After a 15-year PGA Tour career that included more than $4 million in earnings, Chamblee made a full-time transition to television in 2004. He joined the Golf Channel as a lead analyst for its Champions Tour coverage after serving as a part-time commentator for ABC in 2003.
Chamblee is no stranger to Maui. He played in Kapalua's inaugural PGA Tour event in 1999, and also at the Lincoln-Mercury Kapalua International. He has been an analyst at the Tournament of Champions since 2003.
"Other than that I've been here 50 times because Hawaii's my favorite place in the world. I was just here three weeks ago on a vacation, so I come here all the time," he said.
Chamblee said that of all the courses he's experienced, Kapalua stands out.

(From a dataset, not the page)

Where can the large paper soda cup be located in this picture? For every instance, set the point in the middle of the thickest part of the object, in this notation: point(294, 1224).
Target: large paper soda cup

"There's nothing like this course. None of the other events are anything like this. The closest, you know, they used to play in an event in Castle Pines, Colorado, called The International, and it had elevation changes like this but it didn't have views of the Pacific and Molokai," he said.
Chamblee said this year's coverage includes all kinds of "new bells and whistles."
"We have charts that allow us to more clearly show elevation changes," he said. "They're 3D-looking charts that give the fan at home a very clear idea of how much drop or rise there is with every shot. You can say there's a pretty big drop, but we have a way of putting it in perspective for the fan."
Also new this year is the addition of aerial coverage of the 7,411-yard Plantation Course.
Of all the pairings at this week's tournament, one of the most anticipated might be off the course and in the broadcast booth. Analysts Nick Faldo and Johnny Miller are together for the first time in Maui, a duo that Chamblee said "adds to the entertainment value of the show."
"They go at things completely different," Chamblee explained. "Nick doesn't use any notes, he gets up there and he just goes off the cuff and that's his style and it works for him. Johnny is much more analytical. He's got lots of notes and he says his things, and inevitably they're going to butt heads a few times and take shots at each other."
Chamblee had plenty to say about the tournament itself, including the limited number of participants at this year's event. The 27-person field is the smallest since the winners-only tournament moved to Kapalua.
"Golf is global now and when this tournament limits the champions to just the PGA Tour, they're hurting themselves," he said. "This is the Tournament of Champions and it should be the tournament of champions of every major tournament in the world - you should have representatives here from the Japanese Tour, from the Australasian Tour, from the Sunshine Tour, from the European Tour. It's time, I think that since golf is so global right now, I think that move alone would invigorate this tournament and give it a shot in the arm."